Recover unknown "science" using Machine Learning
How Universal Differential Equations are replacing traditional black-box models
Neural Networks, as you know, are called as “blackbox” because although they can train to fit through any data, you don’t know what is going on inside. Neural Networks are therefore capable to make predictions that violate basic physics or even laws of thermodynamics.
To fix this issue, Machine Learning scientists introduced PINNs - Physics Informed Neural Networks - where you penalize a neural network when it makes physically non-sense predictions.
But what if you don’t know the full physics of a system? How do you penalized the neural network in that case?
Universal Differential Equations (UDE) is the answer.
I am writing this article in praise of this marvelous technique that is truly changing the way we are looking at how to bring science and ML together. Even a popular domain is emerging as a result: Scientific Machine Learning (SciML).

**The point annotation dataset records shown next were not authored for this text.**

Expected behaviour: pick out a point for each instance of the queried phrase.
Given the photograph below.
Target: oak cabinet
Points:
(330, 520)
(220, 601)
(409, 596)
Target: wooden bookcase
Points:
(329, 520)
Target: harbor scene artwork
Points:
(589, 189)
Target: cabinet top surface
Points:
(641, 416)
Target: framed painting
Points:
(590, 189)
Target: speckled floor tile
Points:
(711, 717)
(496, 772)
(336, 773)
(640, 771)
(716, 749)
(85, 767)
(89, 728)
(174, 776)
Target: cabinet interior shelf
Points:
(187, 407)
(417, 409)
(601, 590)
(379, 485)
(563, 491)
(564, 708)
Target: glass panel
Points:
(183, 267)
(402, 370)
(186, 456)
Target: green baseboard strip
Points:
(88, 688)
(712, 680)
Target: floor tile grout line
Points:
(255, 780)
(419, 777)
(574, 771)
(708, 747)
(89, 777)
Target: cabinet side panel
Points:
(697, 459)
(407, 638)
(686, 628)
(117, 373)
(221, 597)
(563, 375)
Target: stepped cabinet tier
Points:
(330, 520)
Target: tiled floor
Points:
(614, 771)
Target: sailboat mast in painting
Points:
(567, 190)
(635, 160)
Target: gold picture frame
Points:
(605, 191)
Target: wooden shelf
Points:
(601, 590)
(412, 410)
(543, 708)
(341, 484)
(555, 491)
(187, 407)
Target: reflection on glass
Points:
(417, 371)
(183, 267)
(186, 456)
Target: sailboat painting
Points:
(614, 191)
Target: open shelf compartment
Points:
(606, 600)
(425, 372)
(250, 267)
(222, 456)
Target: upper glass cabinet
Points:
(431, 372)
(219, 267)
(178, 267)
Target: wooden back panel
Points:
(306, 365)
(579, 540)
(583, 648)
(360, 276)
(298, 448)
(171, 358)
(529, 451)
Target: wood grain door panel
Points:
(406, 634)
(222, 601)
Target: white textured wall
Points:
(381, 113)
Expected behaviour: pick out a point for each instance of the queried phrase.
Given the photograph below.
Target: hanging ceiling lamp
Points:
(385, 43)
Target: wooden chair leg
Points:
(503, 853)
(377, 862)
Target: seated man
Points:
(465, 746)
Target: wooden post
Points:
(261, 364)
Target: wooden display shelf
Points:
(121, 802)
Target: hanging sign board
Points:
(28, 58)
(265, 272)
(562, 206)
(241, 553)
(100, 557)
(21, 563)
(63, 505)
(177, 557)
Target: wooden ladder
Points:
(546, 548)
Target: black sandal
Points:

Let us look at a spring-mass-damper system
Let us start simple: a classic example in physics and engineering is the spring–mass–damper system. Usually, it goes like this:
m is the mass
c is the damping coefficient
k is the spring constant
x is the displacement
In a perfectly known world, these parameters m, c, k would be constants we measure in a lab.
But real life is never so tidy: your damper might behave nonlinearly, or your spring constant might fluctuate with temperature, or your mass might not be perfectly rigid.
That is where we can bring Universal Differential Equations into the picture.
Instead of blindly trusting a black box neural network or strictly forcing your physical laws down the model’s throat, you merge them. In short, a UDE says:
“I know some of the physics. Let me put that in. The rest that I don’t know?
That’s the chunk I will replace with a neural network.”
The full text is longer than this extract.